In triangle ABC, D is a point on line AB and E is a point on line AC such that DE is parallel to BC. If BC = 20 centimeters, and the area of the trapezoid (trapezium) DBCE is one-fourth the area of triangle ABC, find DE.

Answer 1

Step-by-step Answer:

If trapezium DBCE is one-fourth of the area of the triangle ABC, that means that the area of triange ADE is (1 - 1/4) = three-fourth of ABC.

Since DE is parallel to BC, we can prove that triangles ADE and ABC are similar.

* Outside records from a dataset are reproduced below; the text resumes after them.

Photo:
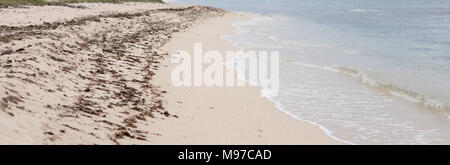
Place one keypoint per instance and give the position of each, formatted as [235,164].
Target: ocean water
[367,72]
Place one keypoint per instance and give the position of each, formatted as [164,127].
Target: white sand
[224,115]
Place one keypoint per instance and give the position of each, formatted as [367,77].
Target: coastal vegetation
[18,3]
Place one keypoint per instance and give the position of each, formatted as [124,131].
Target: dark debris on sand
[92,79]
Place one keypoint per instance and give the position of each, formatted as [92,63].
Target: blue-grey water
[368,71]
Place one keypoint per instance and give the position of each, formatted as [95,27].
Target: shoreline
[258,122]
[102,76]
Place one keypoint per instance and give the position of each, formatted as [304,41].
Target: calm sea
[366,71]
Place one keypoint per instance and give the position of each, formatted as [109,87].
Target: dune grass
[15,3]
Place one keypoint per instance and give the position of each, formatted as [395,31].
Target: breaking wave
[427,101]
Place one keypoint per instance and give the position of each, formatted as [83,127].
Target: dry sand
[100,75]
[224,115]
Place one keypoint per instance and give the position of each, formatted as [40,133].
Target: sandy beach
[100,74]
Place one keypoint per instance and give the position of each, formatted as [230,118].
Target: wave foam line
[427,101]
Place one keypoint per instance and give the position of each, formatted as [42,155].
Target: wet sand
[99,74]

Similar triangles have corresponding sides proportional, and area is proportional to the square of the linear proportions.

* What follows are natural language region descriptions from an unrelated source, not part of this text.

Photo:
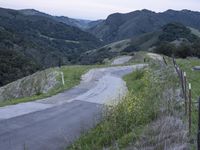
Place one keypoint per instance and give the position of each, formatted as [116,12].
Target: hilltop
[119,26]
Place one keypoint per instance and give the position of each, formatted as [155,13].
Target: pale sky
[98,9]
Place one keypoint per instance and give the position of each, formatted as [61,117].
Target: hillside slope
[36,42]
[122,26]
[80,23]
[173,38]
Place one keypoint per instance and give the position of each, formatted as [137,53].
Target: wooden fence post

From this we can conclude that

(DE/BC)^2 = 3/4

DE/BC = sqrt(3/4) = sqrt(3)/2

DE = sqrt(3)/2 * 20 = 10 sqrt(3) = 17.320508 cm (to 6 decimal places).

On the subject of similar figures/volumes, if we know the ratio of linear dimensions (such as the side of a cube) as k, then the ratio of AREA of similar squares would be k^2.

Example: A square would have a side of 8 (area=8^2=64), and a (similar) square has a side of 10 (area = 10^2= 100).  The

ratio of areas = 64/100 = (8^2/10^2) = (8/10)^2

Here 8/10 is the ratio of linear dimensions = k, and the ratio of areas is k^2 = (8/10)^2 = 64/100.

The same works for cubes (or similar volumes) where the volumes would be proportional to k^3.